I have my doubts about Jesus, now that we know he barebacks.
I let Jesus "take the wheel" then he pushed me out of the car and took off!
"Turning it all over to Jesus" is basically the equivalent of closing your eyes hoping someone will fix your problems and then opening them to find the problems still there.
I shaved it. Buffed it. I spread it. I turned it all over to Jesus. That Luz just walked away from it.
This is why it takes my 45 minutes to get to work. Jesus is so busy running people's fucked up lives, he can't keep everyone focused on what fucking traffic lane to be in, thus screwing my day up.
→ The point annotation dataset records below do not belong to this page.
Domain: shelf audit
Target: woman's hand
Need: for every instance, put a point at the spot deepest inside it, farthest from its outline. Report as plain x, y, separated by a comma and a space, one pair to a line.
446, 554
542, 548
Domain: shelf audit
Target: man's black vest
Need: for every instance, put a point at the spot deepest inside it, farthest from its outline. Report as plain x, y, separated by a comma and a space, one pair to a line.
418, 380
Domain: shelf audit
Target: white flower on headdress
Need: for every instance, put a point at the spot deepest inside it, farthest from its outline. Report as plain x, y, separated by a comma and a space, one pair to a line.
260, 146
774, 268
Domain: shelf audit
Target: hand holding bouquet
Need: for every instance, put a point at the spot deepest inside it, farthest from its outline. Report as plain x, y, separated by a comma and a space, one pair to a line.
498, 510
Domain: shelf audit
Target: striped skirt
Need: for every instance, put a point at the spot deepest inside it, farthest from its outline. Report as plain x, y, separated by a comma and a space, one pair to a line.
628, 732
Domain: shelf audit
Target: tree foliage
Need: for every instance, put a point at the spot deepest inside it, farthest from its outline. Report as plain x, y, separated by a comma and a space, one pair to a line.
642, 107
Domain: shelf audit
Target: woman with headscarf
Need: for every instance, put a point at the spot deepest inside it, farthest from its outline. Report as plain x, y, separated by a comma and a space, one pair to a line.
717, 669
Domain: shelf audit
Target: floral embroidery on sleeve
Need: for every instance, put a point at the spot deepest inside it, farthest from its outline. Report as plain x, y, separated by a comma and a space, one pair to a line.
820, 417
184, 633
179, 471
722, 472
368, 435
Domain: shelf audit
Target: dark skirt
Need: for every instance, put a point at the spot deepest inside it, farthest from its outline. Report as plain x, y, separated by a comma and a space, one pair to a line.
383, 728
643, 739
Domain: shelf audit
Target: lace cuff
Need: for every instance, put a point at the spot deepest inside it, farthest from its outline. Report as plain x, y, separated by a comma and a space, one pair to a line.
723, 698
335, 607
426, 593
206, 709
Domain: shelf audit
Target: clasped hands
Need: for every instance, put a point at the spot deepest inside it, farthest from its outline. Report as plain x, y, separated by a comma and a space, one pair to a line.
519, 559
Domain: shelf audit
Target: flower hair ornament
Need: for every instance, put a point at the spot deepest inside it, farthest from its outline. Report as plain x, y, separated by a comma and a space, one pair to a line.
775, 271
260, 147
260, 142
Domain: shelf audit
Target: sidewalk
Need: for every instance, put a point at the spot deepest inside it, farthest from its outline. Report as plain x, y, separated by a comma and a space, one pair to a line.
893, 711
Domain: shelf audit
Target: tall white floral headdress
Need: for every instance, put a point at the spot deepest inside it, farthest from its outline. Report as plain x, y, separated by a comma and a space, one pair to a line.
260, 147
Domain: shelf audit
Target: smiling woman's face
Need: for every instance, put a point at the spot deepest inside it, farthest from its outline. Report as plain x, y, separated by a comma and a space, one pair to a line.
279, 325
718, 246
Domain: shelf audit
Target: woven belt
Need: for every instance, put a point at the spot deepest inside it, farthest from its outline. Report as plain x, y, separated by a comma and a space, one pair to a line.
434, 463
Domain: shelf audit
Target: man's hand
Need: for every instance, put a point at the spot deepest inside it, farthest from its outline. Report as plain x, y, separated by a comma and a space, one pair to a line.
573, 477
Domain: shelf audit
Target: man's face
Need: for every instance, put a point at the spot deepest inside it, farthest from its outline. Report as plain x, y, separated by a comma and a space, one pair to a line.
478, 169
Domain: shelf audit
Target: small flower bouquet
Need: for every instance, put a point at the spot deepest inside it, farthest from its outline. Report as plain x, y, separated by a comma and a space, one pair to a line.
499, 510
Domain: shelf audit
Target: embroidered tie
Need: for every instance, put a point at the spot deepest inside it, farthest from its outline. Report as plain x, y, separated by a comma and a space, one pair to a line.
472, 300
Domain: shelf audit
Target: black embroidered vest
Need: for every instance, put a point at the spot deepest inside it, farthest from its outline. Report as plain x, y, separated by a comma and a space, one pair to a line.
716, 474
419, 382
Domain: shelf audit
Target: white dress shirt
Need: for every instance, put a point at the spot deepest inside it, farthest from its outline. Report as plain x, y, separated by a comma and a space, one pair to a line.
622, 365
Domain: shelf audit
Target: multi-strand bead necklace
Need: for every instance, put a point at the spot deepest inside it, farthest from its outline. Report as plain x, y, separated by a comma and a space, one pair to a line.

OP--Jesus is available to all of us. If you find that difficult to accept, you just need to drink a lot more, get hooked on a dangerous, preferably hallucinogenic, drug, or huff household cleaners (Drano is rather good for this). Sooner or later, your brain cell count has got to reach Christian levels, or you die, in which case you don't care any more.
Yes, people can be religious. Athiests can be so annoying.
"Jesus, take the wheel
'cause I'm too drunk to drive..."
Yes, you can. Don't lift a finger for yourself and just sit back and enjoy the ride down to skid row.
Yes, you say "God will provide" and some sap will help you and they'll say "See, I told you all I had to do was turn it all over to Jesus."